DA: Was war die wichtigste Erkenntnis, die Sie auf der Deutschlandforschertagung gewonnen haben? Welcher Beitrag in Ihrer Sektion war besonders interessant oder überraschend?
Dr. Irmgard Zündorf: In meiner Sektion mit dem Titel "Kultur im Schatten der Mauer" ergaben sich für mich drei Einsichten: Erstens wurde sehr deutlich, wie die Kultur in der DDR als Mittel zur politischen Anerkennung als Staat genutzt werden sollte. Zudem war die Kultur aber auch ein mögliches Feld auf dem der deutsche-deutsche Austausch stattfand, der in anderen Bereichen stockte. Die dritte Erkenntnis schließlich bezieht sich auf die Rezeption der DDR-Kunst vor und nach 1990, die sowohl Brüche als auch Kontinuitäten aufweist. Dies wurde besonders deutlich am Beispiel des Lebenswerks von Volker Braun, der nach 1990 eher in die innere Migration gegangen ist und nur noch einem kleinen Publikum bekannt ist als auch an der Rezeption des Films "Nackt unter Wölfen" nach dem Buch von Bruno Apitz, dessen Neuverfilmung für die ARD gerade ansteht.
DA: Hat die (überwundene) Teilung Deutschlands noch eine Relevanz für die nachfolgenden Generationen oder wird die DDR rückblickend nur eine Fußnote der Geschichte bleiben?
Dr. Irmgard Zündorf: Die Teilung Deutschlands und die Fortdauer der unterschiedlichen Prägungen in West und Ost war auf der Deutschlandforschertagung ständiges Thema. Dabei wurde deutlich, dass Unterschiede nach wie vor bestehen. Schon allein deshalb ist die Teilung beziehungsweise die Geschichte der DDR nach wie vor ein gesellschaftliches Thema. Problematisch schien zudem nicht die unterschiedliche Prägung, die vielmehr begrüßt wurde, sondern die damit teilweise verbundene unterschiedliche Bewertung von Lebenswegen.

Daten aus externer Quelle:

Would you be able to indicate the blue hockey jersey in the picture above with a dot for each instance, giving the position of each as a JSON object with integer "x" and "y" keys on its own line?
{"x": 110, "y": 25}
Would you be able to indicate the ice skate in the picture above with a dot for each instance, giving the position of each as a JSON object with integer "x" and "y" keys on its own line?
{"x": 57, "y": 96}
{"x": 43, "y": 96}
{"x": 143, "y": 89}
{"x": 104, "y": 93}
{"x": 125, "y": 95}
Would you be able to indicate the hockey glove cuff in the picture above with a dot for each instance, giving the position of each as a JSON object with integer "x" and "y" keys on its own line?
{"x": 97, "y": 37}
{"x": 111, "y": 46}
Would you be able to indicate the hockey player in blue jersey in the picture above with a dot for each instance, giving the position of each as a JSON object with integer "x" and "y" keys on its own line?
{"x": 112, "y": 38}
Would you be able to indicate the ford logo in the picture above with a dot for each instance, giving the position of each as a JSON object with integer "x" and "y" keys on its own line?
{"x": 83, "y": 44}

DA: Wie muss DDR-Geschichte im Sinne der politischen Bildung vermittelt werden, um die Nach-Wende-Generation und insbesondere Menschen mit Migrationshintergrund zu erreichen?
Dr. Irmgard Zündorf: Diese Frage stand vor allem in der Abschlussdiskussion im Raum und es wurde deutlich, dass sich die Deutsche Geschichte nicht mehr allein um sich selbst drehen sollte, sondern im europäischen und internationalen Kontext betrachtet werden muss. So sollten in der politischen Bildung Anknüpfungspunkte in der Geschichte für die jüngere Generation gefunden werden. Flucht, Vertreibung, Ausgrenzung, Trennung von der Familie, wirtschaftliche Probleme - das sind alles keine genuin deutschen und keine allein historischen Themen, sondern lassen sich auch international und aus heutiger Perspektive betrachten.
DA: In seinem Einführungsvortrag hat Christoph Kleßmann gefordert, die Geschichte der beiden deutschen Staaten nicht unabhängig voneinander zu betrachten. Warum brauchen wir eine solche integrierte deutsche Nachkriegsgeschichte?
Dr. Irmgard Zündorf: Die DDR aber auch die Bundesrepublik waren keine Inseln, die als Sonderfall der Geschichte abgetrennt und unabhängig voneinander und der Welt existierten. Sie hatten gemeinsame Wurzeln und vielfältige Verbindungen - über den gesamten Zeitraum ihrer getrennten Existenz. Um ein Verständnis für den einen oder anderen Teil Deutschlands aufzubringen, hilft es, sich die gemeinsame Vorgeschichte, die Form der Interdependenzen sowie schließlich die Wiedervereinigung anzuschauen. Dies erleichtert auch ein Verständnis dafür, wie sich die Bundesrepublik nach 1990 entwickelte.